Logiquement, Matthew Weiner n'a pas fait de lui le funny guy du lot. A l'occasion, il lui a tout de même réservé quelques scènes cocasses à défendre, où s'épanouit son humour pince-sans-rire. A l'instar de Roger Sterling, il est doté d'un don certain pour la répartie cinglante. Ses collègues, de Peggy à Lane en passant par Pete, en ont tous fait les frais. Dans l'épisode «The Crash», le comédien a eu à jouer un des rares moments de Mad Men 100% comique pour son personnage. Sous stimulants, Don arrive en courant façon cartoon, avant de se lancer dans un discours auto-parodique et incompréhensible.
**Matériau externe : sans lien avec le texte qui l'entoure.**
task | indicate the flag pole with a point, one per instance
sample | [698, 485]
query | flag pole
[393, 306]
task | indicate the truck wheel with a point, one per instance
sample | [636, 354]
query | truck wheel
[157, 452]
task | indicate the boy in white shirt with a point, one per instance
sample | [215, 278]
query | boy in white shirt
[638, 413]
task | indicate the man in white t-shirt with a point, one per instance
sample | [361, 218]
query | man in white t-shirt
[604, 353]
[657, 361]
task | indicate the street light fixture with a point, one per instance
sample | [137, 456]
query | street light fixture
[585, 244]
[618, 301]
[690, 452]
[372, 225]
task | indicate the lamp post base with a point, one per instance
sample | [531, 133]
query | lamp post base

Plus généralement, Don sera celui qui regardera l'autre se ridiculiser en prenant un air interloqué, ou juste désabusé. Ironique quand on sait que son interprète, Jon Hamm, adore parodier son personnage, notamment pour le Saturday Night Live, dont il a été l'hôte deux fois.

L'humour, dans Mad Men, revêt de nombreux visages. Aussi subtil et référencé que les autres aspects de la série, il se fond dans les intrigues, prend parfois toute la place avant de se faire à nouveau plus discret. Il a plusieurs fonctions: surprendre, exorciser, casser le rythme de l'épisode, évoquer un sujet de société sous des dehors légers, ou tout simplement divertir. La prochaine fois qu'un non-initié vous parle de Mad Men comme d'une «série chiante», vous avez le droit de lui rire au nez.